Forbes, Liz Moyer, 12 July 2005

Toronto-Dominion Financial Group, the third-largest Canadian bank, continues a major remake south of the border--in the U.S.

After agreeing to sell its TD Waterhouse discount brokerage to Ameritrade Holding for $2.9 billion last month, the holding company for Toronto-Dominion Bank on Tuesday announced a $1.9 billion acquisition of Hudson United Bancorp, a small New Jersey bank that lately has had run-ins with regulators.

Toronto-Dominion has desired a consumer and business banking presence in the U.S., but failed to gain an entry point until March, when it closed a deal to acquire 51% of Portland, Maine's Banknorth. That deal brought it into New England, a hotly contested market where Banknorth has been trumpeting itself as the local community bank optionto big out-of-state banks, such as Bank of America.

But more important for TD Bank and for the newly named TD Banknorth, their partnership meant the potential to push south into the red-hot mid-Atlantic market. TD Banknorth, with the benefit of parent TD Bank's deep pockets, is buying Hudson United at a 15% premium to Hudson's closing stock price Monday, financing the cash portion of the deal by selling some 29 million shares of its stock to TD Bank for $940 million.

"Today's announcement is the right next step" in pursuing our U.S. strategy, said Ed Clark, Toronto Dominion's chief executive, during a conference call.

TD Bank appears to be pursuing a strategy of taking stakes in U.S. companies with the goal of assuming greater ownership later.
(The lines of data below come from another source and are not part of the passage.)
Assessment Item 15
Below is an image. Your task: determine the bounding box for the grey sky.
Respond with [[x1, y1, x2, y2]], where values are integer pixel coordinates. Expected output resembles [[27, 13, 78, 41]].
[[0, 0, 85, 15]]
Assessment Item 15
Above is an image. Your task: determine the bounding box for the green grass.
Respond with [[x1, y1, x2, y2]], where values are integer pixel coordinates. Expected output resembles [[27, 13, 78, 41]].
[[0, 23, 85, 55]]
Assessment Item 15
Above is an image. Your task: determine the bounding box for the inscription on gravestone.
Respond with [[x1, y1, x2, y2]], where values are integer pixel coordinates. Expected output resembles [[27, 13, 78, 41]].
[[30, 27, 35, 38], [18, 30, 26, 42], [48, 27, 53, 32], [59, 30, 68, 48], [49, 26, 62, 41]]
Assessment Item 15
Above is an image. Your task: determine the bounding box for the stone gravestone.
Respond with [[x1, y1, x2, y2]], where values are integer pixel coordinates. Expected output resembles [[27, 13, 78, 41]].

It will retain 32% of the combined TD Ameritrade once that deal is closed, with the option of acquiring up to 39.9% in the first two years and up to 45% in 10 years.

In acquiring the majority stake of Banknorth for $3.8 billion, TD Bank has the option of acquiring 15.7% more on the open market. After the Hudson United deal it will own 55% of Banknorth, and Clark said on the conference call that he would seek opportunities to continue to acquire more of that company.

TD Bank's U.S. strategy stands apart from those of its big Canadian rivals, Bank of Montreal and Royal Bank of Canada.

Bank of Montreal has for decades owned Chicago-based Harris Bank outright and has been eagerly and aggressively expanding its presence in the Midwest. Royal Bank paid $2.2 billion to acquire Rocky Mount, N.C.-based Centura Banks in 2001 with an eye to expanding in the fast-growth U.S. Southeast.

But where Bank of Montreal has succeeded, Royal Bank has stumbled. Last year, it shook up the management of its RBC Centura unit, wrote down more than $100 million in its U.S .mortgage operations and cut 1,660 jobs.

TD Bank has flirted with U.S. expansion in the past only to shy away. It had a deal to offer banking services through 100 Wal-Mart Stores locations, but cancelled the agreement in 2003 when it failed to overcome regulatory obstacles.

Banknorth gives it a second chance. The company has been an active acquirer itself, with 12 deals in the last 11 years, the biggest of which was a $735 million deal for American Financial Holdings of Connecticut in 2003.

Led by the charismatic Bill Ryan as its chief executive, Banknorth has spread south into Massachusetts and Connecticut. But to achieve his ambitions of growing from a $30 billion asset bank to a $70 billion asset bank (or even bigger), Ryan needed the deeper pockets of a bigger partner.

In selling the majority interest to TD Bank, he said he will have the chance to look at bigger deals than he might have otherwise considered. "That was the rationale for the TD Banknorth combination," he said Tuesday. Without TD, "we would not have been able to structure a 49% cash transaction."

With the addition of Hudson United, which isbased in Mahwah, N.J., TD Banknorth would have $41 billion of assets, $27 billion of deposits and 590 branches. It takes TD Banknorth into the affluent Connecticut suburbs bordering New York and into Philadelphia, New York City and southern New Jersey.

Still, there are some red flags. Hudson United got tripped up by the more stringent reporting requirements of the Bank Secrecy Act and is under scrutiny for its money-laundering controls. It is operating under a cease and desist order by the Federal Deposit Insurance Corp.